The role played by the millions of bacteria that live in our intestines is poorly understood, but the more we learn, the more complex it gets.
And, according to two new studies out this week, this microbiome could play a more significant part in multiple sclerosis than we thought.
Multiple sclerosis, which affects 2.5 million people around the world, is thought to be an autoimmune disease. During a relapse, or attack, immune cells breach the blood-brain barrier and enter the central nervous system, something that is highly restricted in healthy people.
These immune cells then attack the protective coating around nerve cells. This causes inflammation in the brain, which in turn causes scarring. These scars are responsible for the physical symptoms of MS.
No one knows what causes it, but a growing body of research is connecting it to the gut microbiome.
Several previous studies have identified microbiome differences between MS patients and healthy people, but new studies by teams at the University of California, San Francisco and the Max Planck Institute of Neurobiology in Germany have identified how the different gut microbiome may play a role.
In the University of California study, led by geneticist Sergio Baranzini, two genera of bacteria, Acinetobacter and Akkermansia, were found to be four times more abundant in MS patients than healthy people.
They also showed that a genus of bacterium called Parabacteroides is four times more abundant in healthy people than MS patients.
Baranzini's team wasn't simply trying to identify microbiome differences. They were trying to see what those differences mean. So they put a type of immune cell that transforms based on the threat it encounters in contact with Acinetobacter and Akkermansia.
These cells transformed into a type of T helper cells, which trigger inflammation as a mechanism for fighting infection. Moreover, Acinetobacter slowed the production of regulatory T cells, which suppress the immune response.
These regulatory T cells are very helpful for autoimmune patients, so limiting their production while accelerating production of cells that cause inflammation could exacerbate relapses.
To observe this, they transferred the bacteria to healthy mice and induced brain inflammation. Within 20 days, the mice had developed severe brain inflammation, compared to mice who had had gut bacteria transferred from healthy people.

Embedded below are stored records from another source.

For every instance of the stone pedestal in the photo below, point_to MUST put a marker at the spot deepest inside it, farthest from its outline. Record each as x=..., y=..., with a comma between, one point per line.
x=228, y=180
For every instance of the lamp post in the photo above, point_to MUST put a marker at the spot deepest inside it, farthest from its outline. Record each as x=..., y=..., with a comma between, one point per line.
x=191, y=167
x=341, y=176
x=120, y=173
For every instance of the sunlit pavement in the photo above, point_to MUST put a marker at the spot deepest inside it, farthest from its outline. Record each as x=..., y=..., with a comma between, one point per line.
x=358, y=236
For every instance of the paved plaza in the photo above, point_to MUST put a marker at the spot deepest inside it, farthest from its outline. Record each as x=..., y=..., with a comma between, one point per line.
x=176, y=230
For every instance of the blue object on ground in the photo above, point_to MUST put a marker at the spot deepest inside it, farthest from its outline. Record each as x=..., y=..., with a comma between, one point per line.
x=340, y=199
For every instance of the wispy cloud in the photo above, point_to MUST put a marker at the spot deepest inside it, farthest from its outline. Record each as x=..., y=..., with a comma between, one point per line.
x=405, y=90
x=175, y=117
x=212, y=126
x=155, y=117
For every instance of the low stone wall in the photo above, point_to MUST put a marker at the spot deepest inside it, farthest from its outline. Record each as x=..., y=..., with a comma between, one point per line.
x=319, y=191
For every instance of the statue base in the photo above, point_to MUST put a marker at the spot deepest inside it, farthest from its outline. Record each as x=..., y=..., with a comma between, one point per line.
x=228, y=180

These control mice "didn't get nearly as sick," Baranzini said.
The second study, led by Gurumoorthy Krishnamoorthy and Hartmut Wekerle, looked at 34 sets of identical twins between the ages of 21 and 63, where only one twin had developed MS.
Again, they found that Akkermansia was more abundant in the twins with MS.
The took the microbiome from each of the 68 twins and transplanted them into mice predisposed to develop an autoimmune disease similar to MS.
After 12 weeks, they found mice transplanted with the MS twins' microbiome were three times more likely to develop a brain inflammation than those who were transplanted with the healthy microbiome.
Both studies had small sample sizes, and, Baranzini notes, it's too early to be thinking about potential treatments based on the information. However, both studies demonstrate that there is more to be learned from studying the microbiome in relation to multiple sclerosis.
"Our results," the University of California researchers wrote in their paper, "expand the knowledge of the microbial regulation of immunity and may provide a basis for the development of microbiome-based therapeutics in autoimmune diseases."